The Civil War In Photographs by William C Davis (Carlton, £30)

THE Civil War was the bloodiest conflict in American history, killing and maiming more than half-a-million people.

It would be the greatest clash of arms of the 19th Century, destined only to be eclipsed by the European calamity of 1914.

In the east, it raged from Washington to Richmond, destroying communities and producing straggling lines of landless refugees. Westwards, the tragedy stretched as far as Texas.

But this four-year struggle was unlike any other war. For coinciding with the outbreak of hostilities in 1861 was a ground-breaking innovation - the advent of the modern camera.

Daguerre had invented a crude device earlier in the century, but it was the development of a new type of portable camera that revolutionised photography. Thanks to techniques employing glass frames, it became possible for photographers to accompany the armies as they went on campaign.

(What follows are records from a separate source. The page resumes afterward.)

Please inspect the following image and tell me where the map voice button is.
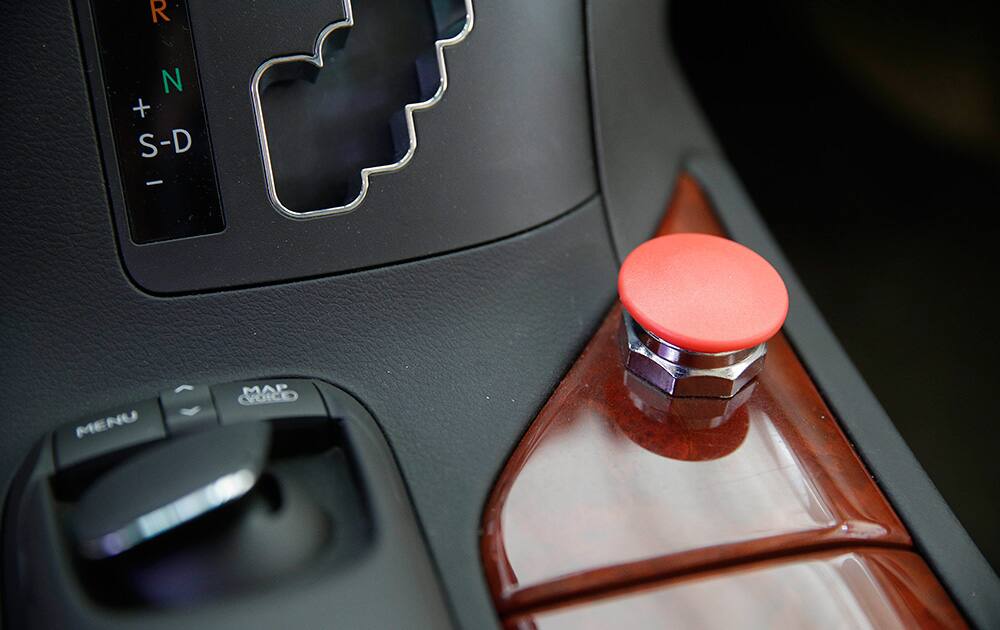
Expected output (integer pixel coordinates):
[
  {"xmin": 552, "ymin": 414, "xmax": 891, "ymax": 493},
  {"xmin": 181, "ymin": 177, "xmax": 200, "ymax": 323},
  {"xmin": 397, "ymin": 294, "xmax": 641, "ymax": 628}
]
[{"xmin": 211, "ymin": 379, "xmax": 327, "ymax": 424}]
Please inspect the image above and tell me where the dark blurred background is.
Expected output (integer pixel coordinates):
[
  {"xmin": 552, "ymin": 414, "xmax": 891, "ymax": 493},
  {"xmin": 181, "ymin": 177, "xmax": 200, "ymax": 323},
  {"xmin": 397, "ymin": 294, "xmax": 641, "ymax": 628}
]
[{"xmin": 672, "ymin": 0, "xmax": 999, "ymax": 571}]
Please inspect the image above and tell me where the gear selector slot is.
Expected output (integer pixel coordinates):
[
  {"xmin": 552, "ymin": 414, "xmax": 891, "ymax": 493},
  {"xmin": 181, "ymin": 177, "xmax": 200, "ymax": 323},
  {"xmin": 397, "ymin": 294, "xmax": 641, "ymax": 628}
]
[{"xmin": 251, "ymin": 0, "xmax": 473, "ymax": 218}]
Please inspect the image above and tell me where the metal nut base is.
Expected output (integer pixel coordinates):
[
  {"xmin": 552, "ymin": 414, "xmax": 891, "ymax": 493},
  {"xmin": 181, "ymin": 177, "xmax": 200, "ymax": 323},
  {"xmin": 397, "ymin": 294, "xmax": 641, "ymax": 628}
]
[{"xmin": 621, "ymin": 312, "xmax": 766, "ymax": 398}]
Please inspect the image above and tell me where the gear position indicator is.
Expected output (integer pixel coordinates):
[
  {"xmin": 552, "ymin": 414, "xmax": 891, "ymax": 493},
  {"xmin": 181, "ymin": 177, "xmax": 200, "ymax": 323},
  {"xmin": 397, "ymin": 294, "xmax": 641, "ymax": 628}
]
[{"xmin": 92, "ymin": 0, "xmax": 224, "ymax": 243}]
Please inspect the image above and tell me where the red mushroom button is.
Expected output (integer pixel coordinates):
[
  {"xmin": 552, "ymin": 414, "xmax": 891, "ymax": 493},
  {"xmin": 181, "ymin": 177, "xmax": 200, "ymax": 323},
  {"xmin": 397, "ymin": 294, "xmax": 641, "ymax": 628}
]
[{"xmin": 618, "ymin": 233, "xmax": 789, "ymax": 354}]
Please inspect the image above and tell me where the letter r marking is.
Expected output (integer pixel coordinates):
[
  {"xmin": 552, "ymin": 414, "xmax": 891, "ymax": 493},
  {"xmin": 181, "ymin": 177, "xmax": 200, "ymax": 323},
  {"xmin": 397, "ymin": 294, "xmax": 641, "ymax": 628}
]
[{"xmin": 150, "ymin": 0, "xmax": 170, "ymax": 24}]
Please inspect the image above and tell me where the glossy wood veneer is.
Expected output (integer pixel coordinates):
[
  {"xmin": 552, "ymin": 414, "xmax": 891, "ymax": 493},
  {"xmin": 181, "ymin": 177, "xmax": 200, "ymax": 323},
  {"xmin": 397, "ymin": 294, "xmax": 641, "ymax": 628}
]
[
  {"xmin": 504, "ymin": 549, "xmax": 966, "ymax": 630},
  {"xmin": 481, "ymin": 175, "xmax": 912, "ymax": 613}
]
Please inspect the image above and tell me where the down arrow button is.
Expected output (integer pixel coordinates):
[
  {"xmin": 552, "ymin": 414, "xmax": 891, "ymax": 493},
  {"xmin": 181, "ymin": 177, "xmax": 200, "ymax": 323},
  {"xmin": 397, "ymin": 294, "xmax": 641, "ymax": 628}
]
[{"xmin": 159, "ymin": 384, "xmax": 218, "ymax": 435}]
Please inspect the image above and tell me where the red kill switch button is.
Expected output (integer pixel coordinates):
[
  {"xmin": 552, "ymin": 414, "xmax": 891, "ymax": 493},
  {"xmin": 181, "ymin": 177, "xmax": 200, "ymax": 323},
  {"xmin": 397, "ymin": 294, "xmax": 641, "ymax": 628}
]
[{"xmin": 618, "ymin": 233, "xmax": 788, "ymax": 398}]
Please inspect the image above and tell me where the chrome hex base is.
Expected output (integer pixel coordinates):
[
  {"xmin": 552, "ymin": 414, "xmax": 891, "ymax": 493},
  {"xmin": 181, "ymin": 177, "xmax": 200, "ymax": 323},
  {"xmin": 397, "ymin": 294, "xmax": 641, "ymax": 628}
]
[{"xmin": 621, "ymin": 312, "xmax": 766, "ymax": 399}]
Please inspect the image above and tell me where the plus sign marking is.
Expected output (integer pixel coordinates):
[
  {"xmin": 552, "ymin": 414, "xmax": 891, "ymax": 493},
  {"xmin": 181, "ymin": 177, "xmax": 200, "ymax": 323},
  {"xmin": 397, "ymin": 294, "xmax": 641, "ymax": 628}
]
[{"xmin": 132, "ymin": 98, "xmax": 150, "ymax": 119}]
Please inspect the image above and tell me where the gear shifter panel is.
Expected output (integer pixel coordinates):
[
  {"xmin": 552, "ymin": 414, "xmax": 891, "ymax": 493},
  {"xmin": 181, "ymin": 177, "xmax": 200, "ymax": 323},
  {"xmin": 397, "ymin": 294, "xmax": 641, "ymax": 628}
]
[{"xmin": 73, "ymin": 0, "xmax": 596, "ymax": 293}]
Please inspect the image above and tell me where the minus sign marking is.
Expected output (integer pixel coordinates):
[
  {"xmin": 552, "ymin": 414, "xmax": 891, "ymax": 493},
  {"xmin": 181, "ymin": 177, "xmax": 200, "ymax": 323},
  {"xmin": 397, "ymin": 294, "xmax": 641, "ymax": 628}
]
[{"xmin": 146, "ymin": 179, "xmax": 164, "ymax": 186}]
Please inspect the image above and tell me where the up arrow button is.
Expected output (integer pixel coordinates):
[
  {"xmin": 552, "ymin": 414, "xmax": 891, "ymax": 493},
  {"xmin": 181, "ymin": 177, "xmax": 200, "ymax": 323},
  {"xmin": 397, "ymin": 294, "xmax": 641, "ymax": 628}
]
[{"xmin": 159, "ymin": 384, "xmax": 217, "ymax": 435}]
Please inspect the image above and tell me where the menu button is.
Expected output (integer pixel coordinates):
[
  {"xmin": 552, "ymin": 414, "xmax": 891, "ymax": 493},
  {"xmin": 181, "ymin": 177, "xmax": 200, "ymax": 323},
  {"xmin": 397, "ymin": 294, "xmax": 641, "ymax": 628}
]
[{"xmin": 55, "ymin": 399, "xmax": 166, "ymax": 470}]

More than a million pictures were taken during the war and the several hundred images reproduced in this book provide a tantalising glimpse of a nation in turmoil.

This book provides a remarkably pictorial essay of those far-off times. It's all here, captured in stark black and white. There are fresh-faced soldiers - many hardly out of their teens - bound for the front, plus battlefield vistas with woods and fields, together with the obligatory shattered farm buildings.

The images are accompanied by a sharply-written text. But it is the pictures themselves that really tell the story in all its unfolding drama.